Delivering the model where you are
A laptop, including all software requirements, costs around £584; all pharmacies in England could deploy this model for a minimum capital investment from the Department of Health and Social Care of around £6.7m. We use existing community pharmacy consulting room facilities, so in our experience, in the short-term, there are no other infrastructure costs for the community pharmacy. We do not consider it necessary for practices and community pharmacies to engage in any type of legal or structural integration, as we have, in order to deliver our model of seamless integrated care.
Other financial considerations, such as costs for training, indemnity and employment of community pharmacy staff, sit within the community pharmacy, but these must be recognised as delivery costs in any agreement.
Our report calls for the NPA and other national pharmacy bodies to work with the British Medical Association to develop template agreements to facilitate a national roll-out of this type of model.
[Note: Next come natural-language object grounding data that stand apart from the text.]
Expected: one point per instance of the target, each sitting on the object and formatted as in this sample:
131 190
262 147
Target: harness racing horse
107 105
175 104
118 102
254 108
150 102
However, there is no reason why local NHS bodies, clinical commissioning groups, area teams, integrated care systems, or sustainability and transformation plans cannot immediately engage with the community pharmacy network, and why local pharmaceutical committees and/or the national bodies should not develop their own local versions of our work.
Facilitators to a national roll-out include the development of appropriate national template agreements between practices and community pharmacies, on issues such as the boundaries around liability for professional indemnity; information governance, including data sharing, data security and data quality; and delivery costs for community pharmacy.
Why we need to roll out nationwide
Large-scale deployment of this model will bring immediate and significant benefits. When we initiated the partnership, one of the GP partners, in an unsolicited comment, claimed that the approach had saved her up to two hours per day, from day one. Across all 7,000 practices in England, this alone could save over £500m of GP time every year. Our report describes how we believe eight hours of dedicated community pharmacy support each week could save 15m–18m appointments per year for practices in England. Nationwide deployment would eventually deliver billions of pounds of efficiency savings and provide huge benefits in safety and quality of care.
In 2016, the General Practice Forward View described pharmacists as “one of the most underutilised professional resources in the system” and demanded that we must bring “their considerable skills in to play more fully” — we can achieve this with our model. And in light of these facts, the model deserves further investment for much wider deployment.
Garry Myers is executive partner, Jaunty Springs Medical Practice; practising community pharmacist, Sheffield and North Derbyshire.